How does Haddon create sympathy for Ed Boone?
In the novel, The Curious Incident of the Dog in the Night Time, I shall be exploring how Haddon creates sympathy for protagonist, Ed Boone. I have many aspects to protect my point of view. Firstly, our first impressions for the character of Ed Boone were that he was a caring and loving father that knew how to handle his even through his difficulties. We know he understands his son and can always sympathize with Christopher, because instead of shouting at or hugging Christopher when he got arrested, he “spread his fingers in a fan” as a “sign of love” for Christopher. We sympathize with Ed because he was currently facing the hardships of being a single parent upbringing an autistic teenager. Haddon makes us sympathize with Ed Boone from the beginning of the novel and carries on throughout exceptionally.
In addition, Haddon heightens out sympathy for Ed Boone when successfully writing a pathetic fallacy for Ed. This happened when Ed had a loving son, wife, home and job, but then we began to sympathize with him because his wife left him for his next door neighbour and he was left alone. So, he started a new relationship with Mrs Shears and soon split up and Ed was left vulnerable on his own, yet again. The impact on Haddon using this technique will help the reader sympathize with Ed from the start of the novel and successfully turns him into a victim in the novel. Furthermore, we as readers can now sympathize with Ed far easier and when Ed “hides things to protect” Christopher, we can infer and deduce he knew Christopher won’t be able to take it all in and it would affect him dearly. So, Ed did what he thought was best and protected Christopher from “knowing the details” about his mother and Wellington. We can understand that it’s difficult and Christopher will not be able to handle it, therefore Ed hid certain information from Christopher out of love and the understanding he has for his son. Moreover, our sympathy was given yet again to Ed when he came back from work and found his son missing.
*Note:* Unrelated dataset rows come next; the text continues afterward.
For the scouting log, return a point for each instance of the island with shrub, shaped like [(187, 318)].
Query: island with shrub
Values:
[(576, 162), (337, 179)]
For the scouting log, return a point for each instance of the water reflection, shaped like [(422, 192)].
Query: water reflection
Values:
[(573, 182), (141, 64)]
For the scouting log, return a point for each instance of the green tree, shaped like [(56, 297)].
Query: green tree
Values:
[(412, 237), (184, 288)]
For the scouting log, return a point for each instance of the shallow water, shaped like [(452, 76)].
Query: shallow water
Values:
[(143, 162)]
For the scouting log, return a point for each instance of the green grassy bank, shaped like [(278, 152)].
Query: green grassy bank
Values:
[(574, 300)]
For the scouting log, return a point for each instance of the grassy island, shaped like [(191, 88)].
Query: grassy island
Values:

However, Ed being the responsible parent that he is phoned the police and “worried himself sick.” We can infer and deduce that Ed obviously loves Christopher and the thought of him away from his father worries him. We feel sorry for Ed because we don’t whether he will see his son again and neither does Ed. We can put ourselves in his shoes and know he must be feeling alone, guilty and full of regret and remorse, because of this, we feel sorry for the character of Ed Boone thanks to Haddon’s incredible techniques and powerful plot that guarantees sympathy given to the written character, Ed Boone. Finally, the last point I have in which Haddon makes the reader give an endless amount of sympathy and love to Ed, is where Haddon written out the situation of a single working parent of an autistic teenager who has many special needs. In which, in able to look after teenager, Christopher, you have to understand his needs and wants.
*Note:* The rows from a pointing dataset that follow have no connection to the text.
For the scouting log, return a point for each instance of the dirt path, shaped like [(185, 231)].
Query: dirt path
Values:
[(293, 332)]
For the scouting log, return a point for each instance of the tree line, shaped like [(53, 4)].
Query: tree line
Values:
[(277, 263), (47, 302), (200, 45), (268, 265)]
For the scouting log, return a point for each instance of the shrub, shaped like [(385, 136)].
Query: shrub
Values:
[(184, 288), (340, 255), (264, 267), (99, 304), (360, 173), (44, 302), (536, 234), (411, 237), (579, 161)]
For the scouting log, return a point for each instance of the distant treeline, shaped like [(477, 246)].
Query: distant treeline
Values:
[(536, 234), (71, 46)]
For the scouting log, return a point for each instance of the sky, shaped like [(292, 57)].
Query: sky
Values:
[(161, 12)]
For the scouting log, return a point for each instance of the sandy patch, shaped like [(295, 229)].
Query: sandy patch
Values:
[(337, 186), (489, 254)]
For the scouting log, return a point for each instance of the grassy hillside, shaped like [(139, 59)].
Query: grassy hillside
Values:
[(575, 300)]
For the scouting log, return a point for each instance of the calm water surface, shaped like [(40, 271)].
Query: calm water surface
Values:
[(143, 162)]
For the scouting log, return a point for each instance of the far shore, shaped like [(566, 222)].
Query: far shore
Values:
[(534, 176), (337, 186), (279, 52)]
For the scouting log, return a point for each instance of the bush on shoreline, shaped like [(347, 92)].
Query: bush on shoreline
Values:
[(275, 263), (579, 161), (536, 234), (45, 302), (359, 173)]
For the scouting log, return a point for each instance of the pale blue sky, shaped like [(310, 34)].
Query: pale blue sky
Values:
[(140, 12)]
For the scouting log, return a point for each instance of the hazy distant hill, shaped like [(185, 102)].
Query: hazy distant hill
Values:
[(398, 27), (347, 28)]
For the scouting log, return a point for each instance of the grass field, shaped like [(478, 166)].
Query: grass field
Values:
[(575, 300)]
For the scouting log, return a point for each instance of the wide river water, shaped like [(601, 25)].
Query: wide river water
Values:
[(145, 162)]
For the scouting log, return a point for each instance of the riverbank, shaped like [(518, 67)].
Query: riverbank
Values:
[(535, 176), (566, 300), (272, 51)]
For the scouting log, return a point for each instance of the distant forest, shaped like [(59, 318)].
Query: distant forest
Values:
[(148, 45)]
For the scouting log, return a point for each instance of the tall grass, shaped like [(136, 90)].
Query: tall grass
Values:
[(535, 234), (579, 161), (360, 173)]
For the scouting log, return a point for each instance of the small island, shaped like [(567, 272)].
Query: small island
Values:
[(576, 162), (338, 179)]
To do this you will need a lot of patience and it can be very difficult at times because Christopher can last several days without eating or communicating. Also, he won’t eat any two foods touching, in result of them being thrown away and he doesn’t eat or touch anything that is the colour brown or yellow. Christopher has many other needs and Ed has to understand Christopher’s mind frame and know what to do in able to cope with his son. To be able to live with Christopher and have such a close relationship between the two of them, takes a great amount of patience and love, and is even harder to do when on your own. Haddon enable the reader to understand that life is challenging for Ed and makes us come to a realization that we will not be able to do what Ed is doing, so we naturally give our sympathy to Ed because of what he has to cope with in his day to day life.
To conclude this essay, I strongly believe that Haddon creates many circumstances where the reader can sympathize with protagonist, Ed Boone. Because of Haddon’s phenomenal writing skills, we give nothing but sympathy and understanding to Ed as he faces many challenges, and because we can’t help him, we comfort Ed and sympathize with him. Sympathy given to Ed from the reader was one of Haddon’s expectations from this novel, and I can truly say he exceeded in this and brought true emotions for protagonist, Ed Boone.